In de twede plaats dat de Meester, wat de feiten betreft, niet meer bij is.
Dat een kunstwerk, als aestheties gewrocht, zijn eigen wetten heeft, onafhankelik van de ethica, wie zal het ontkennen? Maar daarmee zijn we er nog niet. Schoonheid staat nu eenmaal niet los van ethica; Christus is de vervulling van beide, omdat Hij de vervulling van het gehele leven is. Daarom is het voor de orthodoxe Christen in laatste instantie nooit voldoende om te vragen: voldoet het werk ons uit aesthetisch oogpunt, maar staat er achter deze vraag nog een andere: brengt het werk ons levenswinst; weegt de schoonheidsverrijking, die het ons geven kan, op tegen de neertrekkende invloed, die er soms in ander opzicht van uit kan gaan?
Natuurlik mag men deze laatste vraag nooit in een aesthetiese beschouwing betrekken. Dat zijn we roerend met Johan de Meester eens en wij betreuren het dan ook ten zeerste dat zo vele zogenaamde Christelike kritici dit nog niet beseften. Maar met een aesthetiese beschouwing alleen zijn we er niet. Er ligt voor ons nog een belangriker vraag achter deze beschouwing.
Zo voelden de leiders van ‘Ons Tijdschrift’ het ook. Zij raffelden niet eerst hun ethiese bezwaren af om daarna te waarderen. Ze waardeerden, waar dit nodig was, onder voorbehoud.
Ja, en dan het twede punt. Daar zullen we maar niet te veel van zeggen. Het is niet prettig als je telkens en telkens weer je eigen zaak verdedigen moet.

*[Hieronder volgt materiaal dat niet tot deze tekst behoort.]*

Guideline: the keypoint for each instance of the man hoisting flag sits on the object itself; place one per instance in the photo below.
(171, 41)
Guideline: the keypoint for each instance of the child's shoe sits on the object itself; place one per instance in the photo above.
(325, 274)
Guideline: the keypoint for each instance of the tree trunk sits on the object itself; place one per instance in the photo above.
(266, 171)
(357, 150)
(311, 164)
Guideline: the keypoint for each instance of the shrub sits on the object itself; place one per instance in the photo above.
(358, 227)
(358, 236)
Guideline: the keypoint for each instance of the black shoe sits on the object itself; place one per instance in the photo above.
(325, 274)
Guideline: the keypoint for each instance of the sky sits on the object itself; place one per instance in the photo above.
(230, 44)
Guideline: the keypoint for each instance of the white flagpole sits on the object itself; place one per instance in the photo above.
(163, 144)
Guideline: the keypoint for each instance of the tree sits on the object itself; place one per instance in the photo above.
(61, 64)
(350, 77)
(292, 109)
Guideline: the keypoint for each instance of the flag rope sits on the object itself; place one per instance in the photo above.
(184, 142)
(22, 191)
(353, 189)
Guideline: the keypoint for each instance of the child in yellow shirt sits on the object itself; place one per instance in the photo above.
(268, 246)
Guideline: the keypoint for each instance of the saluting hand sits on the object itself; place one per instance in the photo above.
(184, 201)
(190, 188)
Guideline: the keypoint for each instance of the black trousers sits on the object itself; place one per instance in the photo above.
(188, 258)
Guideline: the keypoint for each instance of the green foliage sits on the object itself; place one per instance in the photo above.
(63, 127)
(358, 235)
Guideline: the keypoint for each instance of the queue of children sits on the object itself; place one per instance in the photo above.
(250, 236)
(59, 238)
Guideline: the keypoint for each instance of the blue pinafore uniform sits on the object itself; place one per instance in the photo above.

Johan de Meester kent ‘Ons Tijdschrift’ wel. Hij kent schijnbaar ‘Opwaartsche Wegen’ niet. En dat terwijl dit tijdschrift een bibliografie van zijn werk publiceerde, litterair werk openbaar maakte waar hij, toen 't eenmaal in boekvorm verschenen was, veel lof voor had en menige goede, zuiver aestheties georienteerde kritiek gaf.
L'histoire se répète. Toen ‘Ons Tijdschrift’ verscheen, werd het als achterlik en bekrompen genegeerd; sinds het opgehouden had te verschijnen, werd het meer dan eens genoemd; 'n verdienstelik blad, heette het nu, maar helaas ter ziele, jammer. Wie weet hoe beroemd wij nog eens worden - na onze dood. Zover is 't echter nog niet, gelukkig. Op 't ogenblik zijn we nog springlevend!